Apple, meanwhile, is contending with lockdowns in China hitting both consumer spending and production in the country. During the company’s Q2 2022 earnings call, Apple CFO Luca Maestri told analysts that he expects the iPhone maker to take a $4 billion to $8 billion hit from COVID shutdowns and the ongoing chip shortage.
Then there’s Microsoft, which notched a slight beat during its Q3 2022 earnings, but has since revised its Q4 guidance downward due to concerns regarding foreign currency exchange rates, which can impact the cost of supplies from other countries and the likelihood foreign customers will buy American goods.
The result of this mega-cap mess? Amazon is slowing hiring in its retail division and looking to sublet parts of its warehouses, while Apple is reportedly slowing the hiring of Geniuses in its Apple Stores. Microsoft, for its part, is putting the squeeze on its hiring, slowing onboarding of new employees for its Teams and Office divisions.
Pandemic winners are falling hard
Mega-cap stocks aside, shares of major pandemic players like DocuSign, Okta, and Zoom are also taking hits as the tech industry’s joyride smashes headlong into inflation and recession fears.

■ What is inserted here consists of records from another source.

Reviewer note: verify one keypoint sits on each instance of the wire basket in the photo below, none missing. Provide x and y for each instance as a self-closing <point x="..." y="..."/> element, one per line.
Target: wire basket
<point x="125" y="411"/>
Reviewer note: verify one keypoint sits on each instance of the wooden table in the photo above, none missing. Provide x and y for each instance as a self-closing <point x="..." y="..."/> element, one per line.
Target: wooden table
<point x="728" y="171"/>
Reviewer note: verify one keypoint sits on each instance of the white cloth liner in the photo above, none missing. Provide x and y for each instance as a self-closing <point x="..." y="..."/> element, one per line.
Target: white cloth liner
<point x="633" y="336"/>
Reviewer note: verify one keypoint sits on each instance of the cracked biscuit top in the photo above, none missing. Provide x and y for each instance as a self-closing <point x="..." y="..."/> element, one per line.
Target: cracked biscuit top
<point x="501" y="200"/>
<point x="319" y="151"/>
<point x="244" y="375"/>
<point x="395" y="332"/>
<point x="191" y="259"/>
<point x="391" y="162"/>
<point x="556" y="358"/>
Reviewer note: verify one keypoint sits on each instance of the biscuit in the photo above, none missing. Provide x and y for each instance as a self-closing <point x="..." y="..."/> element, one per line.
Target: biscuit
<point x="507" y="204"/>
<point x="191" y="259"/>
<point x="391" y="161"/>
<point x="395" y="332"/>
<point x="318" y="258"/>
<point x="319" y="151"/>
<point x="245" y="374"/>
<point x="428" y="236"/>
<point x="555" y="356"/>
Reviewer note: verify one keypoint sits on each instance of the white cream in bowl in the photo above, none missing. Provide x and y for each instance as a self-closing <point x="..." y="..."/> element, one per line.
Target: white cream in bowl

Zoom, which became synonymous with video chat happy hours and weddings in the early days of the pandemic, experienced incredible growth in 2020. On Jan. 2 of that year, shares of Zoom were trading at $68.72; by Oct. 19 they hit $569.43 a share. As of June 14, 2022 shares were trading at $106.86, a more than 81% drop in value from their peak.
Online app signature service DocuSign and security platform Okta are also performing poorly. After hitting $310.05 in August 2021, DocuSign is down to $57.82 as of June 15, an 81% drop. Okta, meanwhile, was trading at $291.78 in February 2021 and dropped to $83.78 by June 15.
Unlike the megacap companies, though, Zoom, DocuSign, and Okta aren’t yet talking about layoffs or hiring slowdowns.
It’s not all doom and gloom
While the party might be over for tech stocks for now, Ghose says that investors could see some benefit if they’re planning on holding on for the long run.
“Blue chip big tech stocks are available at significant discounts and if you’re a long-term investor with more than two to three years in horizon, this is a pretty good time to buy,” he said.
He added, optimistically, “Fortunes are going to be made on the other side of all this.”